Was she thinking of Martin, a home with Martin in Oak Park, a Volvo in the driveway and a bottle of wine breathing on the French tiles of the kitchen counter, while her child plays with a friend in the backyard? Was she thinking, Then I would be healthy? No one dies in Oak Park. Everyone in Oak Park is happy and no one ever dies.

“Or maybe everything,” he said. “I work about as much as you do. I don’t know what they know, either.”

They sat in silence.

“When should I tell them?” he asked.

“I’m rescheduled for Thursday,” she said. “You can tell them then.” She paused. “But this is the important thing,” she added. “I mean this. Above all else, Joe. Win this new business.”

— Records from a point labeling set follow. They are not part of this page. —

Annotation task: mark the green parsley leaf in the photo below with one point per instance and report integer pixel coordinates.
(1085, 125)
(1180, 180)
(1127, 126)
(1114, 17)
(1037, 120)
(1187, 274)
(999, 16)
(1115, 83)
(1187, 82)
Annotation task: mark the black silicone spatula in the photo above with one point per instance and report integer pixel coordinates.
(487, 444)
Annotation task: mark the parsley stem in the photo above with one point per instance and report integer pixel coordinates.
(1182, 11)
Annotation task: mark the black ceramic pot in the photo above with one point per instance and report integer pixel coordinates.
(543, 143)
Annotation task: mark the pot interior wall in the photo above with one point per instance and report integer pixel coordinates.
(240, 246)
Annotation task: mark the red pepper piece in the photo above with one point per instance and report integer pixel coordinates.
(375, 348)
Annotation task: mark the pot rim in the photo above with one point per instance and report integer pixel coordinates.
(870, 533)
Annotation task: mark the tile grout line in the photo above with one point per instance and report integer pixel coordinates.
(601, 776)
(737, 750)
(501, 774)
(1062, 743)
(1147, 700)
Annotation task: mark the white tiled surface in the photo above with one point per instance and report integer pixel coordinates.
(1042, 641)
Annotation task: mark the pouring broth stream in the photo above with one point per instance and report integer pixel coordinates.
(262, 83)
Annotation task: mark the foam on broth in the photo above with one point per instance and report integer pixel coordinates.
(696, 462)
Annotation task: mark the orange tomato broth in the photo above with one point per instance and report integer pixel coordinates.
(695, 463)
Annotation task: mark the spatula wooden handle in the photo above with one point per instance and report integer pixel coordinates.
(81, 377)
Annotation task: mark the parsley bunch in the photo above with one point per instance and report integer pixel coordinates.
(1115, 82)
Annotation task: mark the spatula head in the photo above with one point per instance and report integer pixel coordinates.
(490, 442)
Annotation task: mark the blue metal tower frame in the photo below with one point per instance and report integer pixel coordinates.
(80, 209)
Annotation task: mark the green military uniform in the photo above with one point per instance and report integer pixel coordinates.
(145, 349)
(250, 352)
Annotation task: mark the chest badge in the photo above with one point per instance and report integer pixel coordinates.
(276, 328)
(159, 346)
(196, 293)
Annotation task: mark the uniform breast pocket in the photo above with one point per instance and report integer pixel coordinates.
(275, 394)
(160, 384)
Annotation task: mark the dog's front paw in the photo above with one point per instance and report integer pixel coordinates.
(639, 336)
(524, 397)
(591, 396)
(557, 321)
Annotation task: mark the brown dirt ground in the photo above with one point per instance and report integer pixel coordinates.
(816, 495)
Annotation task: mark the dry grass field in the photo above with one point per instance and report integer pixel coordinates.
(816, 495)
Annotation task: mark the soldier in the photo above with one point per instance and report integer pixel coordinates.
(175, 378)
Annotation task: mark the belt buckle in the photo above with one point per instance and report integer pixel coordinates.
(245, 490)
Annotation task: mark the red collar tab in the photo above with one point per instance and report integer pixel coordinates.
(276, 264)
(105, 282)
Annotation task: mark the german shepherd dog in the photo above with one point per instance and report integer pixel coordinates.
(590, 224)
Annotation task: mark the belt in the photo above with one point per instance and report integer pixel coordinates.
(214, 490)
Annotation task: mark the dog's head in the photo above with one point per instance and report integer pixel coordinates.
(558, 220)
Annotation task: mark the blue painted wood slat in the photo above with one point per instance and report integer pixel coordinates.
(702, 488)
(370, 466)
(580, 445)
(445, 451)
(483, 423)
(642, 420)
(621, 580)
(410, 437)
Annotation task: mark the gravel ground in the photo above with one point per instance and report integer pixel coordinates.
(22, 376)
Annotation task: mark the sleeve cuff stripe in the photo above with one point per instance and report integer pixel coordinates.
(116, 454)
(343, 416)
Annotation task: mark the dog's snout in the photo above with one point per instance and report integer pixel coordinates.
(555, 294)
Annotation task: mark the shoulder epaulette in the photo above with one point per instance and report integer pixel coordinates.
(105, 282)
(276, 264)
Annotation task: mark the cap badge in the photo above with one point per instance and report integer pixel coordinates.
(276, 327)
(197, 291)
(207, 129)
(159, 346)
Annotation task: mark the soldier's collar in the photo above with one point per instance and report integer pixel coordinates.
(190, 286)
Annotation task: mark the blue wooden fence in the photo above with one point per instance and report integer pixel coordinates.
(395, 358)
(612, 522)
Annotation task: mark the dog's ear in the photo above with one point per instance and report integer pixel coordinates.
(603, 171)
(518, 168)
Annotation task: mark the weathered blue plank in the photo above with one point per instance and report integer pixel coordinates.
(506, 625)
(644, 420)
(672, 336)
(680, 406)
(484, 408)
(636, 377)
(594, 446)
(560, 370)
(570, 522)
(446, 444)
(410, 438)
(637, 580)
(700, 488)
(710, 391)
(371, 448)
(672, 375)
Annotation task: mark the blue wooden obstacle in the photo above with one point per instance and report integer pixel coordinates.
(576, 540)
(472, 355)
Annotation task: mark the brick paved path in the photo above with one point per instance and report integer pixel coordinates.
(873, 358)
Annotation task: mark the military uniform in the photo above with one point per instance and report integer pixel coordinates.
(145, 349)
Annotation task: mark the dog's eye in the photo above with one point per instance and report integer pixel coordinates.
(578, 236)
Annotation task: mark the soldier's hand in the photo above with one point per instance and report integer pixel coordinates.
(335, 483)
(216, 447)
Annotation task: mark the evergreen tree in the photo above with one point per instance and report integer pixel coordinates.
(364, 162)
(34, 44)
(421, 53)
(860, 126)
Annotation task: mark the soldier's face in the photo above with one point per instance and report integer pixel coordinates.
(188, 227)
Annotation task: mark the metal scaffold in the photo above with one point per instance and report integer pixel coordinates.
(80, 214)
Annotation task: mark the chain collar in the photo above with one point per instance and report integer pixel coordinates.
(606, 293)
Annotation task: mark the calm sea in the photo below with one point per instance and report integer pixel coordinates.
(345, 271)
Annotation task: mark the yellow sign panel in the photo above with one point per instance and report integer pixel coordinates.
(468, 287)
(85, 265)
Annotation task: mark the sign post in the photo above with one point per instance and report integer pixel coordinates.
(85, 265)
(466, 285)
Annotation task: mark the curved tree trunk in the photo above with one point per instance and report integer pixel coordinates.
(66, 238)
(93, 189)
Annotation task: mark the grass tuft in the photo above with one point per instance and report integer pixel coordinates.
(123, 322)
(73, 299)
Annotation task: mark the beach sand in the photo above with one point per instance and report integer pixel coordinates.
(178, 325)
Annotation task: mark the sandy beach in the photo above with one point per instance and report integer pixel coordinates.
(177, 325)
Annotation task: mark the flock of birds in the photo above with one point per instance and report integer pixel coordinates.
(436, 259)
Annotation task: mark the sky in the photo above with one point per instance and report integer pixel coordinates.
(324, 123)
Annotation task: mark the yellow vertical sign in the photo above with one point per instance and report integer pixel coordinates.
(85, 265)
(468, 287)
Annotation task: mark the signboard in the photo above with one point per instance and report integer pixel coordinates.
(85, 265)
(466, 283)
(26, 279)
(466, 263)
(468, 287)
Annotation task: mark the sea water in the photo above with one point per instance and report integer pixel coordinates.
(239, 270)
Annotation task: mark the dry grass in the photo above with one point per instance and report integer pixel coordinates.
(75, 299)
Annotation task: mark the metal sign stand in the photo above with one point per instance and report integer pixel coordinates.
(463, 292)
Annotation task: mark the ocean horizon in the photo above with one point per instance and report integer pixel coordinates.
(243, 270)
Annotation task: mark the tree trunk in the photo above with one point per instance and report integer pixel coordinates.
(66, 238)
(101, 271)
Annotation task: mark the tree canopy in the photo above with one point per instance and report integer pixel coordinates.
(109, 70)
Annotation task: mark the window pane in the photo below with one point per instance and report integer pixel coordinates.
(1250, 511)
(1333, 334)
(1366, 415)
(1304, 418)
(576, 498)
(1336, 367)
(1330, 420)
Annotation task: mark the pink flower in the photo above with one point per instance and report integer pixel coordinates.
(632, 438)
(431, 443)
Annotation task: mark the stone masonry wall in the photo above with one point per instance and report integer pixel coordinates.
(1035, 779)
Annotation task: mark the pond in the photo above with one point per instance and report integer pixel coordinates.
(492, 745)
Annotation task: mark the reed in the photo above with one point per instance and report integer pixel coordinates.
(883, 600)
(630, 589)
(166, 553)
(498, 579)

TOM MOTA LEFT CARL’S OFFICE
and proceeded down the interior stairs to sixty, where most of the good people he wanted to take the piss out of were located in their tidy workstations, like that fuck Jim Jackers who had always been an idiot, and Benny Shassburger who still hadn’t responded to the heartfelt e-mail Tom had sent him in which he recounted his mother’s painful, ugly death. He would have liked to pump Karen Woo full of red pellets, and Dan Wisdom, painter of fish, that movie-quoting fuck Don Blattner, and the agency’s real ballbuster, Marcia Dwyer. Unfortunately for Tom, many of us were already marching down sixty flights of emergency stairs, owing to the good work of Roland. Unfortunately for the rest of us, any given floor was a circuitous blueprint of cubicle clusters, hallway offshoots, print stations, mount rooms — spaces easily overlooked — and Roland, as Benny predicted, missed many of them in his haste to reach the other floors. Tom had a fair share of unfortunate souls to shoot at once his melee began, and the bullets that came from his gun were every bit as real to us as those in the guns of the Chicago police who had just arrived outside our building, pulling up along the curb with their sirens blaring.

“‘It came into him, life,’” Tom declaimed to the fleeing backside of Doug Dion, “‘it went out from him, truth.’” He shot Doug in the back and Doug went down, bringing several of us out into the halls with his cries of traumatic certainty. Like Andy Smeejack before him, Doug confused a sting for the real thing. Tom merely needed to turn to find a new target. “‘It came to him, business,’” he trumpeted preposterously before shooting someone new, “‘it went from him, poetry.’” And also, “‘The day is always his, who works in it with serenity and great aims.’” And with a smile, he let go of another round.